The current bull, like NHL hockey legend Jaromir Jagr, who is still scoring goals at age 44, could continue to defy skeptics despite graying around its horns, argues Brian Belski, chief investment strategist at BMO Capital Markets.

“This is a stealth bull (that) no one (on Main Street) believes in,” Belski says. “Why is the bull market not over? Because stocks are slightly lower this year and were flat last year. This is the reset and respite that all bull markets have.”

U.S. companies, he adds, are flush with cash and “cash flow drives earnings.” What’s more, Belski says, the economy is improving despite the fact that many Main Street investors “believe a recession is around the corner” due to negative stories in the media. The presidential election, he adds, “is a bump in the road” for stocks.

The bears, of course, keep warning that the end of the bull market is near and that stocks will suffer a steep swoon amid a global economic downturn and the inability of the world’s central bankers to jumpstart growth around the world.

“Prominent bears, who were right in 2007, continue to pound the table against this bull, despite being wrong all these years," Stovall says.

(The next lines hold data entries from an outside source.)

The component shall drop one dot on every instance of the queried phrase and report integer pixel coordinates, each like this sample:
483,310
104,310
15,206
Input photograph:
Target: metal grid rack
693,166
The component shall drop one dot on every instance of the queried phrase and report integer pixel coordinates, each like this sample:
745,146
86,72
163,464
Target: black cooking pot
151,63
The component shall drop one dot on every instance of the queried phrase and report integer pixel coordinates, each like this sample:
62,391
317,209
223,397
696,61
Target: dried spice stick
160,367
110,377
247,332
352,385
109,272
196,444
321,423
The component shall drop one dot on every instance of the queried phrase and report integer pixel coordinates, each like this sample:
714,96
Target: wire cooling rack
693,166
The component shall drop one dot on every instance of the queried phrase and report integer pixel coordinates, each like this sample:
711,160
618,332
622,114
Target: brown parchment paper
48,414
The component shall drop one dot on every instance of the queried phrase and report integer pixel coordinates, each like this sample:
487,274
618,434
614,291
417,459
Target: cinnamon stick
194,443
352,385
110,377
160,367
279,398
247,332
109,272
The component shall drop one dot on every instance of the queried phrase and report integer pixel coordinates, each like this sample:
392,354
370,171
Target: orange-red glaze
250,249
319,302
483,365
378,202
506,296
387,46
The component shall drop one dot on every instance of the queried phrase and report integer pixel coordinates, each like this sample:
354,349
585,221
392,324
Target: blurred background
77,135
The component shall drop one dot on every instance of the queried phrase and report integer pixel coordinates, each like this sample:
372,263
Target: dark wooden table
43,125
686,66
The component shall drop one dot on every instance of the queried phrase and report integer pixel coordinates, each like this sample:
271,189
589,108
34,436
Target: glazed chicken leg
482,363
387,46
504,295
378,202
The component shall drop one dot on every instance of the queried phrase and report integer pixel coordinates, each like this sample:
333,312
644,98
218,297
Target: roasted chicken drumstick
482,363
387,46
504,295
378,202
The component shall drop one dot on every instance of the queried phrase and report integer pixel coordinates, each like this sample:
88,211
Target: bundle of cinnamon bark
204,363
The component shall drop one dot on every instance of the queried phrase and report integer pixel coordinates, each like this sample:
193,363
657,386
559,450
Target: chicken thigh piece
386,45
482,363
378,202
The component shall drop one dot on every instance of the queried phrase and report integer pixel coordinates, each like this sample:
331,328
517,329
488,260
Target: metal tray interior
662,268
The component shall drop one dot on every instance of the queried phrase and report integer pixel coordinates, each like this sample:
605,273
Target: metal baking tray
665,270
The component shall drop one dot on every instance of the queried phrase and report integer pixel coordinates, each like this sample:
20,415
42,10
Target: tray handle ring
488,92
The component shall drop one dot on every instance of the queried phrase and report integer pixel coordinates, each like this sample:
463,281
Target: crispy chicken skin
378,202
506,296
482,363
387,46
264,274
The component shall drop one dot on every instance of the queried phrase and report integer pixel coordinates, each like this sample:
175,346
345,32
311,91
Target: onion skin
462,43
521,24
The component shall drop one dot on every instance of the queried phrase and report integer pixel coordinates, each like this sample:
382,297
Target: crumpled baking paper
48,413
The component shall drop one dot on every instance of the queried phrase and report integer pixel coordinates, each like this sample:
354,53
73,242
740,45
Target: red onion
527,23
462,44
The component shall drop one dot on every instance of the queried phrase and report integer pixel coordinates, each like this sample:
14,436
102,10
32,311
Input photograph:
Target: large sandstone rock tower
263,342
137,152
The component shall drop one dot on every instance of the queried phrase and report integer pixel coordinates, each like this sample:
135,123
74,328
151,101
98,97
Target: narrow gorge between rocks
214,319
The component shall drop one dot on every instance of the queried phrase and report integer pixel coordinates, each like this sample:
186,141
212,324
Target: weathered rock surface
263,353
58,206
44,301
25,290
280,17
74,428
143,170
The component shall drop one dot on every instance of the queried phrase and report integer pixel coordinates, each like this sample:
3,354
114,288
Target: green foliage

Sure, price-to-earnings ratios, a common valuation metric used by Wall Street, are high relative to long-term averages. But when low inflation and still-low interest rates are factored in, valuations don’t seem so inflated, he adds.

The risk, of course, is if the U.S. economy gets dragged into recession, a slip-up that will likely sound the death-knell for the bull market, Stovall warns.

“Yes, the bull's best days are probably behind us,” Stovall says. “However, even though this bull might not be able to sprint toward the setting sun, we think it has the strength to walk toward it.”